Private Real Estate Fundraising by Fund Manager Location - June 2013

by Farhaz Miah

  • 14 Jun 2013
  • RE

Around 450 private real estate funds in market are seeking to raise a collective $162bn. The geographic dispersion of these funds’ managers demonstrates the dominance of the North American private real estate industry which accounts for both 60% of the number of funds in market and 60% of the total capital sought by fund managers throughout the globe.

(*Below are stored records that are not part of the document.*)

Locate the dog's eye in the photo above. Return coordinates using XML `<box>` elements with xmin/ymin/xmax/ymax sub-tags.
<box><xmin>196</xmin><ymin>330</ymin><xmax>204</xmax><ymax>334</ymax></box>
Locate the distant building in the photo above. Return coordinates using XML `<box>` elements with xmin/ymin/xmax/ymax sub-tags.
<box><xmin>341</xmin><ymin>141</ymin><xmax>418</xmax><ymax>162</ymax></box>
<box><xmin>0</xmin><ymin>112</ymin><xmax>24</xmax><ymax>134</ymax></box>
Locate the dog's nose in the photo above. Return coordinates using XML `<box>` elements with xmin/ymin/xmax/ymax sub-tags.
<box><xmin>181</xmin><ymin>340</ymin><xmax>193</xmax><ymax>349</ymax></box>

North America-based real estate firms have 271 funds looking to raise an aggregate $98.4bn, followed by 118 funds sponsored by Europe-based real estate fund managers that are in market targeting $45.9bn. Asia-based firms have 33 funds in market seeking an aggregate $10.4bn. There are 10 closed-end private real estate vehicles launched by Latin America-based firms that are targeting a total of $2.8bn, with eight Africa-based firms seeking $1.4bn. Six funds being raised by fund managers located in Australasia are seeking $1.6bn, with four funds sponsored by Middle East & Israel-based firms looking to raise $1.4bn.

Blackstone Real Estate Partners Asia is the largest fund currently in market. The fund will focus on opportunistic investments across a diverse range of property types throughout the Asia-Pacific region. The vehicle is targeting a total of $4bn and it held a first close in June 2013, raising $1.5bn. Another notable opportunistic real estate fund in market is the $3.5bn Brookfield Strategic Real Estate Partners vehicle, which seeks to invest across a range of property types throughout North America, Europe, Brazil and Australia. The fund is expected to reach a final close at the end of July 2013.

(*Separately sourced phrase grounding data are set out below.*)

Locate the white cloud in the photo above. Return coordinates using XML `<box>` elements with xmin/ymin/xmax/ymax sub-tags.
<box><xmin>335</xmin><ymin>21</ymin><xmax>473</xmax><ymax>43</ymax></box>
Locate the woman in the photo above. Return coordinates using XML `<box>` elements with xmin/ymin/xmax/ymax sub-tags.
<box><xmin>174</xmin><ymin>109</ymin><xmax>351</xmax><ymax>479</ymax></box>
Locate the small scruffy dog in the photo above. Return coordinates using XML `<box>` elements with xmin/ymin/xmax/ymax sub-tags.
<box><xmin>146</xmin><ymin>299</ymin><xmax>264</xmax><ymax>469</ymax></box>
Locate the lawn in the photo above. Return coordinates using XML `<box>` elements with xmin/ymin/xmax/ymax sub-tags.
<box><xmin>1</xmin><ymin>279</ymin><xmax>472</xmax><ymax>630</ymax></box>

In the period between January-May 2013, around 34 funds managed by North American firms reached a final close raising an aggregate $16.7bn. In the same period, there were three vehicles sponsored by managers based in Europe that achieved a final close, raising a total of $700mn, while Asia-based managers closed four private real estate funds which collectively accumulated $500mn.

The most notable fund to close in this period was the $5bn debt, distressed and opportunistic, Lone Star Fund VIII, managed by Lone Star Funds. This global fund primarily targets non-performing and sub-performing single-family residential real estate debt, corporate debt, and also consumer debt.